JPEG (Joint Photographic Experts Group)

JPEG is a standardised image compression mechanism. JPEG is designed for compressing either full-colour (24 bit) or grey-scale digital images of "natural" (real-world) scenes.

It works well on photographs, naturalistic artwork, and similar material, not so well on lettering, simple cartoons, or black-and-white line drawings (files come out very large). JPEGs handle only still images, but there is a related standard called MPEG for motion pictures.

JPEG is "lossy", meaning that the image you get out of decompression isn't quite identical to what you originally put in. The algorithm achieves much of its compression by exploiting known limitations of the human eye, notably the fact that small colour details aren't perceived as well as small details of light-and-dark. Thus, JPEGs are intended for compressing images.
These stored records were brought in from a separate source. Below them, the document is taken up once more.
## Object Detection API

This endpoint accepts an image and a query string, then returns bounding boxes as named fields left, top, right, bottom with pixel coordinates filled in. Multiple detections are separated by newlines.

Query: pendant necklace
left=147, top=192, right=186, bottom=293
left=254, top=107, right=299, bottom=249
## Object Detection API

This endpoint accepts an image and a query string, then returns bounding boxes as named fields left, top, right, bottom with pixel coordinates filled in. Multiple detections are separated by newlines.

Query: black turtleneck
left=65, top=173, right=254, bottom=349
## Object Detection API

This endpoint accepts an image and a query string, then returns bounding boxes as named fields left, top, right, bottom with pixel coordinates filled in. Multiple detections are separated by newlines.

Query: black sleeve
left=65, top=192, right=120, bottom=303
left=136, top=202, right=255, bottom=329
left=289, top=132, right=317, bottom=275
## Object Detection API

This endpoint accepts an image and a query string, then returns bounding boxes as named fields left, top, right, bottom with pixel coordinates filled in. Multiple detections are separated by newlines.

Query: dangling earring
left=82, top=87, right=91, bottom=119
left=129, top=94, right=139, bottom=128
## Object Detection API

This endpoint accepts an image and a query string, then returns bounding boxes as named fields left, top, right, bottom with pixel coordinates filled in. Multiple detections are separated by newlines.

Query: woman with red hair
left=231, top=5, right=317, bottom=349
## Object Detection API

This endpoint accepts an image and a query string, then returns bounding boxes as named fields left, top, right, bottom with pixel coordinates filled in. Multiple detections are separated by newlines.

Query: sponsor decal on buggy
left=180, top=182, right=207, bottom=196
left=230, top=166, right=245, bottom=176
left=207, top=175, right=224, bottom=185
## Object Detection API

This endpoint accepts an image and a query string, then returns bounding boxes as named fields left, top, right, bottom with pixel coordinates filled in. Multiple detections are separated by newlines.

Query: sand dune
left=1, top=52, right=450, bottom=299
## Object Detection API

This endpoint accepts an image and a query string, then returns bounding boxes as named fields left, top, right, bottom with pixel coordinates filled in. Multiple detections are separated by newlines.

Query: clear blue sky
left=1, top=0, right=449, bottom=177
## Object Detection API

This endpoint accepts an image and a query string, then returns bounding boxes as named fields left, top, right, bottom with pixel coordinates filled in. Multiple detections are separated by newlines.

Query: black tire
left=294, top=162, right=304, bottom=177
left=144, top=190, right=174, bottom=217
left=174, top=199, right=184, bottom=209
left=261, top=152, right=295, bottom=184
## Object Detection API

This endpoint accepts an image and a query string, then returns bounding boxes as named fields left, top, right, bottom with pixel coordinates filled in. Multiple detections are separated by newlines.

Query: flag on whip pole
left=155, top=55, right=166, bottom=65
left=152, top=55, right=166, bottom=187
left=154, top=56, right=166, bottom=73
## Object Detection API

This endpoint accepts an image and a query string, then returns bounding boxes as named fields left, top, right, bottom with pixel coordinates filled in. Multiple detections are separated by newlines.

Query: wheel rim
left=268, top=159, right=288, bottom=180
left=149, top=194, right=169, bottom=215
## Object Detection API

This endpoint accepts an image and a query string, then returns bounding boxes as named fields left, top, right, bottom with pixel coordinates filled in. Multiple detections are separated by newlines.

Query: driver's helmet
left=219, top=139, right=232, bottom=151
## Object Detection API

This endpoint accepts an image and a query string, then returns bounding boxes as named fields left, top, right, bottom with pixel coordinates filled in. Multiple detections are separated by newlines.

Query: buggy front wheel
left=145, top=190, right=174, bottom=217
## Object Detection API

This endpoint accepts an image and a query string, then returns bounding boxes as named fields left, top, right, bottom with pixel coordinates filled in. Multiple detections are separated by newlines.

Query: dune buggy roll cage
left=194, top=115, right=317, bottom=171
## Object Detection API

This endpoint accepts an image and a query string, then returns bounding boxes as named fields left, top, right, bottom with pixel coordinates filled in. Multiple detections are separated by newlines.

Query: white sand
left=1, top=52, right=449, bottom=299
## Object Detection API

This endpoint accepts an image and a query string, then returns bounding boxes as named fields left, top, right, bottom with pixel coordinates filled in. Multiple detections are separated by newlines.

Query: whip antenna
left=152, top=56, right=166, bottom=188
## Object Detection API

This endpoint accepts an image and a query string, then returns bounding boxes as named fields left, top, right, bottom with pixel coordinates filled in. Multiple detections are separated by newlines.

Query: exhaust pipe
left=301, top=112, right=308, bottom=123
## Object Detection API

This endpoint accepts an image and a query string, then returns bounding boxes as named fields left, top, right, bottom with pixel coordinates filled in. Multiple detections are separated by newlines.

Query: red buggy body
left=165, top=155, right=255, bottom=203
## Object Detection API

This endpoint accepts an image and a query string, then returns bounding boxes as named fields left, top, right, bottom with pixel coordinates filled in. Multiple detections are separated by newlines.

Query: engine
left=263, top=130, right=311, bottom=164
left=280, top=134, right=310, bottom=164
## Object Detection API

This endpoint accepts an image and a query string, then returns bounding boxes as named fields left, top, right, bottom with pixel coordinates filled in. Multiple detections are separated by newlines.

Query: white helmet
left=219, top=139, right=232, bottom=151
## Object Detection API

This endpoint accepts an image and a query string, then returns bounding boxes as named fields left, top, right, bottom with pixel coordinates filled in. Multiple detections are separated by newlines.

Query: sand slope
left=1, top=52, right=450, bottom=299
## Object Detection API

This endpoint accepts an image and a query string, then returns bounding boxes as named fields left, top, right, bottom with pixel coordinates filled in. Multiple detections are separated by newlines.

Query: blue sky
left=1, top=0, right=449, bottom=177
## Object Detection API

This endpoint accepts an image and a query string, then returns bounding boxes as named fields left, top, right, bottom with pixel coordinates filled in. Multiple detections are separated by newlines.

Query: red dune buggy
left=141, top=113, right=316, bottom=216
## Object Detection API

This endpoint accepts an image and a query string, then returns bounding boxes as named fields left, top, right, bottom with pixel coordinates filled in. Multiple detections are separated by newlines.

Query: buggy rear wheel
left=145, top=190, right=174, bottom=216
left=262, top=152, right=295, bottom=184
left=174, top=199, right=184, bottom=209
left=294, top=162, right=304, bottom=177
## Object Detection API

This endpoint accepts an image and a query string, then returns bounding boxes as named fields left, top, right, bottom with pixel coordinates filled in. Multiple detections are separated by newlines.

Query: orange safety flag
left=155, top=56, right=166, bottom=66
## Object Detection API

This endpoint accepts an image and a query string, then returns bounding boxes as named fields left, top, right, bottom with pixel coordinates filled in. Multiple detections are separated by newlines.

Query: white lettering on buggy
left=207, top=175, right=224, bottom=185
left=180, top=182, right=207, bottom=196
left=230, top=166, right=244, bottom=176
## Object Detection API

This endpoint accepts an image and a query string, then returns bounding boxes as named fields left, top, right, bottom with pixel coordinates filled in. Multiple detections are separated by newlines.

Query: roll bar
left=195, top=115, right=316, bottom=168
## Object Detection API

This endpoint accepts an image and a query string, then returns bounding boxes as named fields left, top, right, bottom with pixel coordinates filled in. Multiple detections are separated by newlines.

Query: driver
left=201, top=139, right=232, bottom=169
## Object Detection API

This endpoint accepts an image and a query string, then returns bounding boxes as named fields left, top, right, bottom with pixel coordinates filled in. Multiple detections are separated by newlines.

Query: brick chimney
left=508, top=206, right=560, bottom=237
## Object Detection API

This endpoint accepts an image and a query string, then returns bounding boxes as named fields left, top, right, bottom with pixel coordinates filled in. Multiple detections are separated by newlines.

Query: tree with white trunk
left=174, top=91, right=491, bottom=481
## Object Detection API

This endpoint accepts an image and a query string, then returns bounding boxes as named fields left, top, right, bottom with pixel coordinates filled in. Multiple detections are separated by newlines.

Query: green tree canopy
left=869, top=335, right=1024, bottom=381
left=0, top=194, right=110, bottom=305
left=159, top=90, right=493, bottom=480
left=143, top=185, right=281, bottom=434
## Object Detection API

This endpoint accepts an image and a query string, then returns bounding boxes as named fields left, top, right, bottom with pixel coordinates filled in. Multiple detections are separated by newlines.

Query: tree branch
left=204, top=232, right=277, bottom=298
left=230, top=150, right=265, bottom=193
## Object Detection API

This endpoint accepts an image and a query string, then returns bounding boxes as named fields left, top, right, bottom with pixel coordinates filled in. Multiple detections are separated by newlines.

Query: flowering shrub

A lot of people are scared off by the term "lossy compression". But when it comes to representing real-world scenes, no digital image format can retain all the information that is projected on your retina. By comparison with the real-world scene, a JPEG loses far less information than a GIF (see FAQs for definition.)

Quality v Compression

A useful property of JPEG is that the degree of lossiness can be varied by adjusting compression parameters. This means that the image-maker can trade off file size against output image quality.

For good-quality, full-color source images, the default quality setting (Q 75) is very often the best choice. Try Q 75 first; if you see defects, then go up.

Except for experimental purposes, never go above about Q 95; using Q 100 will produce a file two or three times as large as Q 95, but of hardly any better quality. If you see a file made with Q 100, it's a pretty sure sign that the maker didn't know what he/she was doing.

If you want a very small file (say for preview or indexing purposes) and are prepared to tolerate large defects, a Q setting in the range of 5 to 10 is about right. Q 2 or so may be amusing as "op art".